We wtorek całą Polską wstrząsnęła informacja o śmierci Jerzego Stuhra, legendarnego aktora teatralnego, filmowego i dubbingowego, reżysera, pedagoga i pisarza. W chwili śmierci miał 77 lat i od dłuższego czasu walczył o powrót do zdrowia. Jego pierwsze problemy zaczęły się w 1988 roku, kiedy przeszedł zawał. Kolejny miał w 2016 roku, pięć lat po tym, jak dowiedział się, że ma raka krtani. W lipcu 2020 roku przeszedł udar mózgu.
W ostatnich wywiadach, udzielonych przed śmiercią, Stuhr podkreślał, że choroba przewróciła jego cały system wartości i stał się człowiekiem bardziej tolerancyjnym w opiniach.

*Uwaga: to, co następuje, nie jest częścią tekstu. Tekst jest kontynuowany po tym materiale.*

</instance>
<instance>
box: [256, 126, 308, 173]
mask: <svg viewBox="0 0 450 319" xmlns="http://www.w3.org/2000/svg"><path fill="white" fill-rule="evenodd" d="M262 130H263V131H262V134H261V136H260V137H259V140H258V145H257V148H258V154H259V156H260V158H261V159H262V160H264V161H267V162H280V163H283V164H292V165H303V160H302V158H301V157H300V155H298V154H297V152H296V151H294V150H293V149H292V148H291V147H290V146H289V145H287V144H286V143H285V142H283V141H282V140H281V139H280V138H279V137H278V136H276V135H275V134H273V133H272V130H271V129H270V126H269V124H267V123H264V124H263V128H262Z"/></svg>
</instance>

Mówił, że pogodził się z wizją śmierci, ale też wciąż zaznaczał, że wierzy, że jest w stanie to wszystko przewalczyć.
„Wodzirej”, „Kiler”, „Seksmisja”. Z tych ról zapamiętamy Jerzego Stuhra
Jerzego Stuhra jego fani zapamiętają z setek różnych ról. Tej pierwszej – Antoniego Gralaka w filmie Krzysztofa Kieślowskiego „Spokój”, a także kolejnych, między innymi w „Bliźnie”, „Amatorze”, „Wodzireju”, „Seansie”, „Bez znieczulenia”, „Przypadku”, „Dekalogu”, „Seksmisji”, „Kilera”, „Kingsajz”, „Dekalogu X”, „Obywatela Piszczyka” i wielu, wielu innych. Aktora wciąż będziemy też kojarzyć z niezliczonych ról dubbingowych, jednak głównie z wcielenia w Osła ze „Shreka”. W trakcie swojej kariery wyreżyserował także wiele produkcji, które zdobyły uznanie, w tym „Pogodę na miłość”, „Korowód”, „Historie miłosne” czy „Duże zwierzę”.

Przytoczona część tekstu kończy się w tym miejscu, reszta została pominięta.